BME Seminar Series: Computational Cardiac Fluid Dynamics In Vitro and In Vivo

McDonnell Douglas Engineering Auditorium (MDEA)
Boyce Griffith, Ph.D.

Associate Professor
Department of Mathematics
Department of Biomedical Engineering
University of North Carolina at Chapel Hill
Cardiovascular Modeling and Simulation Laboratory

Abstract: Cardiac fluid dynamics fundamentally involves interactions between complex blood flows and the structural deformations of the muscular heart walls and the thin, flexible valve leaflets. This talk will provide an overview of modern numerical methods for treating such fluid-structure interactions and detail some of their applications to cardiac fluid dynamics. I will initially focus on models of an in vitro pulse-duplicator system that is commonly used in the development and regulation of prosthetic heart valves. These models enable detailed comparisons between experimental data and computational model predictions but use highly simplified descriptions of cardiac anatomy and physiology. I will describe experimental and computational investigations on determinants of prosthetic heart valve dynamics using this platform. I will also present recent in vitro models, including a patient-specific model of transcatheter aortic valve replacement and a new comprehensive model of the human heart. This heart model includes fully three-dimensional descriptions of all major cardiac structures along with biomechanics models that are parameterized using experimental tensile test data obtained exclusively from human tissue specimens.
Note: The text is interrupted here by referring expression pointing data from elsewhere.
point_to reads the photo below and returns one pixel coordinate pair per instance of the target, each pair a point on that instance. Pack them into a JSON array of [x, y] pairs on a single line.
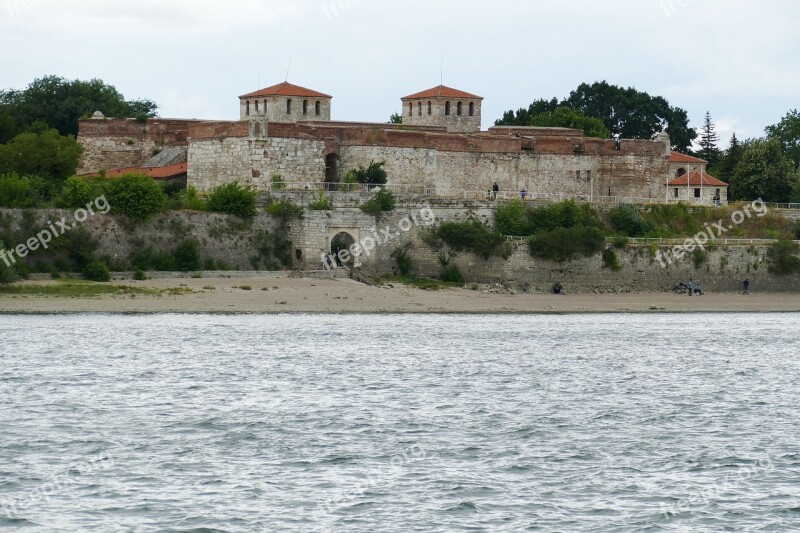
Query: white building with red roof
[[690, 181], [456, 110]]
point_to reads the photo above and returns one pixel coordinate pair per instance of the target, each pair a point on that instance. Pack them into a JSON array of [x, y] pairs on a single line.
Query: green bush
[[78, 192], [187, 256], [21, 191], [278, 183], [285, 210], [611, 260], [451, 274], [782, 257], [137, 197], [97, 271], [374, 174], [626, 219], [322, 203], [565, 244], [233, 199], [403, 259], [475, 237], [382, 201]]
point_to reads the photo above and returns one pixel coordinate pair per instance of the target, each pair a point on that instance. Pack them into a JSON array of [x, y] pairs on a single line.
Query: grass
[[73, 288], [425, 284]]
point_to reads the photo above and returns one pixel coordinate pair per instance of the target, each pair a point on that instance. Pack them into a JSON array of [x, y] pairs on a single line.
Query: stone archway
[[343, 241]]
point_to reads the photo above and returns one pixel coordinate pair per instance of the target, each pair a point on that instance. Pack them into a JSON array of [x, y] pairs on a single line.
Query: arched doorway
[[331, 171], [343, 241]]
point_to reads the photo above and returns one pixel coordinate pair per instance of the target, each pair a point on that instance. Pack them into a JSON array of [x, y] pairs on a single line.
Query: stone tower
[[458, 111], [285, 102]]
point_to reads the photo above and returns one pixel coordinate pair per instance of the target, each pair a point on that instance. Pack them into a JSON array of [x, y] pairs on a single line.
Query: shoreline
[[343, 296]]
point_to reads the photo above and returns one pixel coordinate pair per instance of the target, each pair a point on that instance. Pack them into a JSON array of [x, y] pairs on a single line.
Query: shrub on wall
[[475, 237], [565, 244], [322, 203], [233, 199], [374, 174], [382, 201], [285, 210], [21, 191], [783, 258], [137, 197]]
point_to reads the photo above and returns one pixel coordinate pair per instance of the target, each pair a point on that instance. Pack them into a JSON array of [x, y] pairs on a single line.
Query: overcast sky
[[738, 59]]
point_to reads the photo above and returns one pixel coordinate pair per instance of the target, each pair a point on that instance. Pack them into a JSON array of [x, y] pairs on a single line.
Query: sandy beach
[[294, 295]]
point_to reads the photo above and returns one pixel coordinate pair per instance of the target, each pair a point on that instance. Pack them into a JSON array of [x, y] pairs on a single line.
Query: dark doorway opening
[[343, 241], [331, 172]]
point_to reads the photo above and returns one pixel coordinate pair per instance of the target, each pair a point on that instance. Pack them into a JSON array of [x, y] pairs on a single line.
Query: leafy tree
[[60, 103], [731, 158], [708, 141], [233, 199], [764, 171], [564, 117], [787, 131], [41, 152], [626, 113], [138, 197]]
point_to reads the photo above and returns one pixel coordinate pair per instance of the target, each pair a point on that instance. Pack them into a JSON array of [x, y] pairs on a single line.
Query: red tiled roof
[[696, 179], [442, 92], [286, 89], [677, 157], [159, 173]]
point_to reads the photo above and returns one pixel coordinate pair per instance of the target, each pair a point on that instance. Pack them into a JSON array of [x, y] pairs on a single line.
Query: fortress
[[439, 149]]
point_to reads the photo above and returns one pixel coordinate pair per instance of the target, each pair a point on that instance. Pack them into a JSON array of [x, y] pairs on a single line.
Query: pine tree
[[727, 164], [708, 141]]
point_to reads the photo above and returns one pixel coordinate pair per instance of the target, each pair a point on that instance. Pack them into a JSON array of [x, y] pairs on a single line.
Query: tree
[[729, 160], [41, 152], [564, 117], [764, 171], [60, 103], [787, 131], [708, 141], [626, 113]]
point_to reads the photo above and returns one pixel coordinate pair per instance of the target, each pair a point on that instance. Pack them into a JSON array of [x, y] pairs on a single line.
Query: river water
[[399, 422]]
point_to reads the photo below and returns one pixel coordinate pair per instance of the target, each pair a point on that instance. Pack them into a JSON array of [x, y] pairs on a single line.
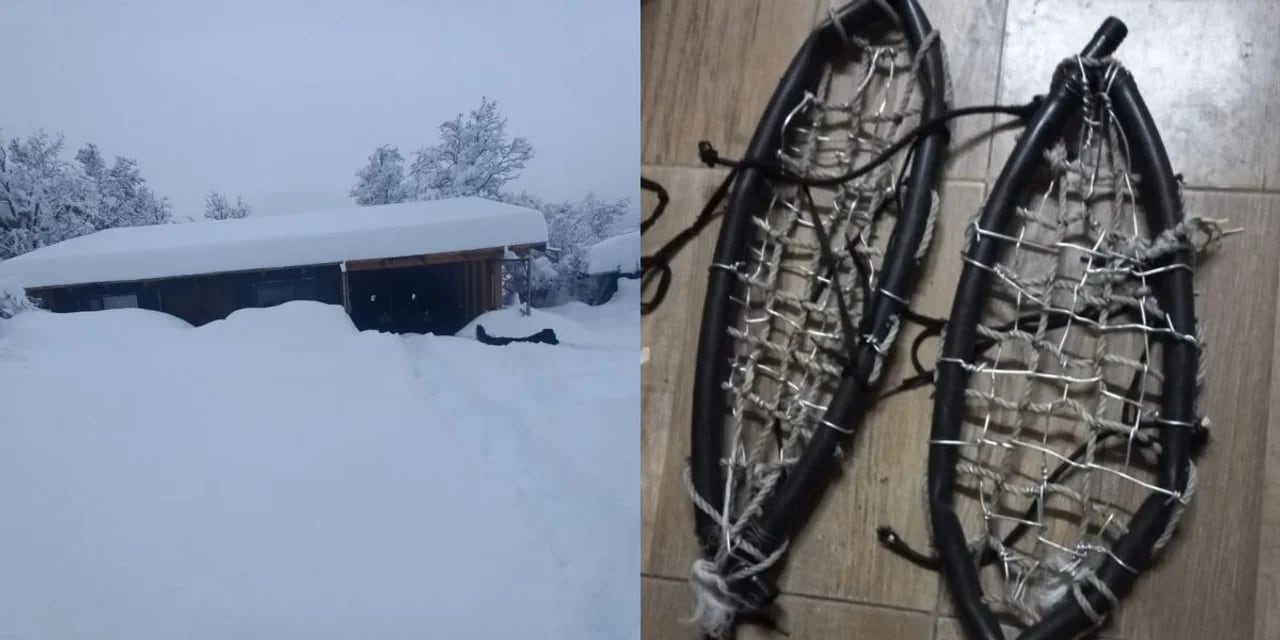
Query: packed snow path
[[280, 475]]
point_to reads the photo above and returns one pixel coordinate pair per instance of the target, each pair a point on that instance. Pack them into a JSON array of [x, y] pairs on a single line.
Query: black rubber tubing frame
[[1160, 200], [796, 496]]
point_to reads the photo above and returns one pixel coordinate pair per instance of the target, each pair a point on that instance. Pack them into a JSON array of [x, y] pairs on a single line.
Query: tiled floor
[[1208, 71]]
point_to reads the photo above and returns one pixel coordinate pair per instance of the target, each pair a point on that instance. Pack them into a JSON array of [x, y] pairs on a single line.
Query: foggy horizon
[[283, 104]]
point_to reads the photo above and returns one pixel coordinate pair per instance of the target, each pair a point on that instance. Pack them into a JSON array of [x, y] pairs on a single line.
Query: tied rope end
[[714, 607]]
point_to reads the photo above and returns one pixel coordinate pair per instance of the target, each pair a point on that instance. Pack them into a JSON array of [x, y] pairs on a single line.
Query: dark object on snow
[[544, 337]]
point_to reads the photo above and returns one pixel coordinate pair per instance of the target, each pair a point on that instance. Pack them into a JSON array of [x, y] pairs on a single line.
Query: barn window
[[275, 292], [126, 301]]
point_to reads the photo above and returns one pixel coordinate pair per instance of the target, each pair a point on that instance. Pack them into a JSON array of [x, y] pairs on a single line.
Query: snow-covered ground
[[280, 475]]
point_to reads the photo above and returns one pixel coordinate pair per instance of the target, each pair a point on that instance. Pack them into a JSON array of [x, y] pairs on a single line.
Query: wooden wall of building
[[470, 280]]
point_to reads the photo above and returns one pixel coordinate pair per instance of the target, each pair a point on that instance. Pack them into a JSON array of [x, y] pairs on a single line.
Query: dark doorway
[[408, 300]]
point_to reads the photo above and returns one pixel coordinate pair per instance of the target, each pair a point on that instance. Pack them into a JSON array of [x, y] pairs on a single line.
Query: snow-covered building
[[612, 259], [415, 266]]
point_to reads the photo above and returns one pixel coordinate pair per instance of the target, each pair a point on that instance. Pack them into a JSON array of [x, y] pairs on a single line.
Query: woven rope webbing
[[789, 337], [1069, 374]]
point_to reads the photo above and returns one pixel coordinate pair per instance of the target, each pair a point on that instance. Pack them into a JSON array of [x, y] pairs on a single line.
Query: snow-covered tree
[[42, 199], [474, 156], [127, 201], [572, 228], [218, 208], [382, 181], [91, 160], [46, 200]]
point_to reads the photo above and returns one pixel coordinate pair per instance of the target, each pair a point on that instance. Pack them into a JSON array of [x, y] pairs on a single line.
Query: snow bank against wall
[[280, 475]]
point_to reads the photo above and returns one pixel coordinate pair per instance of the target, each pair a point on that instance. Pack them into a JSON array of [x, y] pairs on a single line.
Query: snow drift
[[282, 475]]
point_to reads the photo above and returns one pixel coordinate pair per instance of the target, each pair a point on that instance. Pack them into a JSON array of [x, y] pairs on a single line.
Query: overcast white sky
[[282, 101]]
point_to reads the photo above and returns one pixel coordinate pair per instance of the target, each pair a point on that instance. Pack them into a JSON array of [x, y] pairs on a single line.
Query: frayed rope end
[[714, 607]]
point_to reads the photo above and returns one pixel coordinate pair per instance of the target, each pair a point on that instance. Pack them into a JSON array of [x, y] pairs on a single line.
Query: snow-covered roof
[[278, 241], [613, 255]]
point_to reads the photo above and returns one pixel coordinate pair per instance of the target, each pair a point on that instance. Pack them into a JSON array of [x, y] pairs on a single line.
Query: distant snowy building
[[607, 261], [415, 266]]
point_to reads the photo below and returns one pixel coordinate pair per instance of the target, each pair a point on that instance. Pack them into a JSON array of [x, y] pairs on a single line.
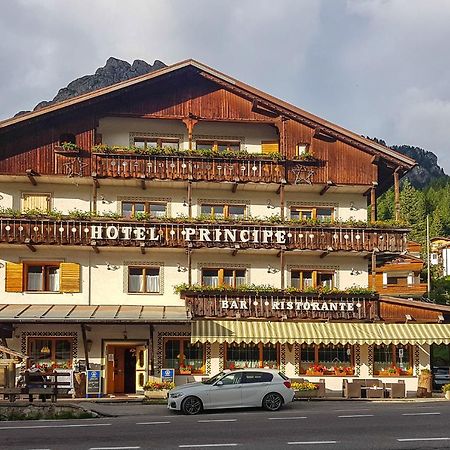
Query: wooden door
[[141, 367]]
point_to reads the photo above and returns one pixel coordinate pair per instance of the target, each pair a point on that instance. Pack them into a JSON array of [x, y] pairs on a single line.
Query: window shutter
[[69, 277], [268, 147], [14, 277]]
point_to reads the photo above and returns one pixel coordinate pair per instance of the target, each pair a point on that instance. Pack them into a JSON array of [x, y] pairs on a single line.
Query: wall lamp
[[111, 266], [271, 269]]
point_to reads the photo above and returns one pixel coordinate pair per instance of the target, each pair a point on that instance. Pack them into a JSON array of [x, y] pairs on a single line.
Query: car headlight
[[176, 395]]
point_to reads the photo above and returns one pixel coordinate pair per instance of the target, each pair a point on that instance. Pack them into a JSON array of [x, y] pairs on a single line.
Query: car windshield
[[215, 378]]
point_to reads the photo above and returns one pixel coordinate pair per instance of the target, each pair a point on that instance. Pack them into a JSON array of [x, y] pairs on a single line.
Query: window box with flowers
[[157, 389]]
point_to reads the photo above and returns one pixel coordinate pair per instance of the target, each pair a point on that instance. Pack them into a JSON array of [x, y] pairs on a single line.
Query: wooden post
[[397, 194], [190, 199], [86, 351], [373, 205]]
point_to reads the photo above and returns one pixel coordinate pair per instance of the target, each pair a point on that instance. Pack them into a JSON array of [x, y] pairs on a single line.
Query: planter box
[[307, 394], [156, 394]]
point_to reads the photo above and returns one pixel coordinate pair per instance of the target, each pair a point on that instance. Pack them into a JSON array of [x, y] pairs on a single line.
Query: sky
[[376, 67]]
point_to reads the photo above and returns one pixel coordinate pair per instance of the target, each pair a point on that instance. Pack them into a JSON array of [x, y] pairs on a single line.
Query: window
[[239, 356], [305, 279], [326, 359], [312, 213], [36, 201], [42, 277], [183, 356], [392, 360], [223, 277], [131, 210], [50, 353], [153, 142], [143, 280], [218, 145], [219, 211]]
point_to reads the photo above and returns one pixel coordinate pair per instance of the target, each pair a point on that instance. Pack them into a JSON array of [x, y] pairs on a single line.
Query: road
[[305, 425]]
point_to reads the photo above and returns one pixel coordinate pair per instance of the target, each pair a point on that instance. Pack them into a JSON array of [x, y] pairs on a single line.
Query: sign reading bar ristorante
[[256, 235]]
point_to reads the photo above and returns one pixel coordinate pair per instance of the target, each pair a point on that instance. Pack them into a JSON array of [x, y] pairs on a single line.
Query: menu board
[[94, 382]]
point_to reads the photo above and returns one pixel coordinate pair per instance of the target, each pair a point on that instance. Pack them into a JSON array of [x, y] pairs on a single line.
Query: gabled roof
[[402, 160]]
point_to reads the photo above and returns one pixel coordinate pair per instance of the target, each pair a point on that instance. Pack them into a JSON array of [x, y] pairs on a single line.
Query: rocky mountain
[[114, 71], [427, 169]]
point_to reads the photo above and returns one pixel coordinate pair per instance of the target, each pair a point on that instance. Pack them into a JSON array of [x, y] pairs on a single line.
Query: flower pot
[[162, 394]]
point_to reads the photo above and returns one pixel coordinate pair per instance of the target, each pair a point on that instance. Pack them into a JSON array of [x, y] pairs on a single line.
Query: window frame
[[182, 358], [393, 351], [160, 141], [304, 371], [144, 275], [315, 277], [146, 203], [221, 275], [260, 345], [52, 354], [46, 265], [313, 210]]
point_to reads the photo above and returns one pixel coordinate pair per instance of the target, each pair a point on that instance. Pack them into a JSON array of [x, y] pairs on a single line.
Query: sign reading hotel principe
[[278, 306]]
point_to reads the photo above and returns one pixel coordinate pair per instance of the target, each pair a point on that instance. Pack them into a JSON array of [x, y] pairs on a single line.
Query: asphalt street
[[306, 425]]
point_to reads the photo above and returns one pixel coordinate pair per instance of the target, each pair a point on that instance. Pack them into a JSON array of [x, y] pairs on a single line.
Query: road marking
[[57, 426], [216, 420], [207, 445], [423, 439], [150, 423], [355, 416], [287, 418]]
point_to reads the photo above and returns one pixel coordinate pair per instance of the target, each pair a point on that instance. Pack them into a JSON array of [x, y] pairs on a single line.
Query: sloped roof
[[381, 149]]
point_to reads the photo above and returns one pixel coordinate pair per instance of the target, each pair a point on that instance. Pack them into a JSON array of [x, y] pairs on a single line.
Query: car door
[[254, 386], [226, 393]]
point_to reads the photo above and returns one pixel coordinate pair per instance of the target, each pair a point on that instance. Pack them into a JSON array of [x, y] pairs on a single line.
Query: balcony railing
[[172, 233], [281, 306], [195, 168]]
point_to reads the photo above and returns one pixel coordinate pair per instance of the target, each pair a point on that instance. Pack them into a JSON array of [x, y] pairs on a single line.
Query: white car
[[265, 388]]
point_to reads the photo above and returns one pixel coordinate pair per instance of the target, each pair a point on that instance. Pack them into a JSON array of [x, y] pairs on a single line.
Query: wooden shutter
[[69, 277], [14, 277], [270, 147]]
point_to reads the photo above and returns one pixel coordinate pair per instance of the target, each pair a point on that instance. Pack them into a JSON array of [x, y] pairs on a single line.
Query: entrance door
[[141, 367]]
Simulation results demonstrate that the model generates physiological stroke volumes, pressure-volume loops and valvular pressure-flow relationships, thereby illustrating is its potential for predicting cardiac function in both health and disease.

Bio: Boyce Griffith is a professor of mathematics at the University of North Carolina at Chapel Hill (UNC-Chapel Hill) with a joint appointment in the Joint Department of Biomedical Engineering at UNC-Chapel Hill and North Carolina State University. Prior to joining the UNC-Chapel Hill faculty in 2014, he was an assistant professor of medicine and mathematics at New York University (NYU). He received his doctorate in mathematics from NYU’s Courant Institute of Mathematical Sciences in 2005. His interests include modeling cardiac mechanics, fluid dynamics and electrophysiology, with a focus on the fluid dynamics of native and prosthetic heart valves.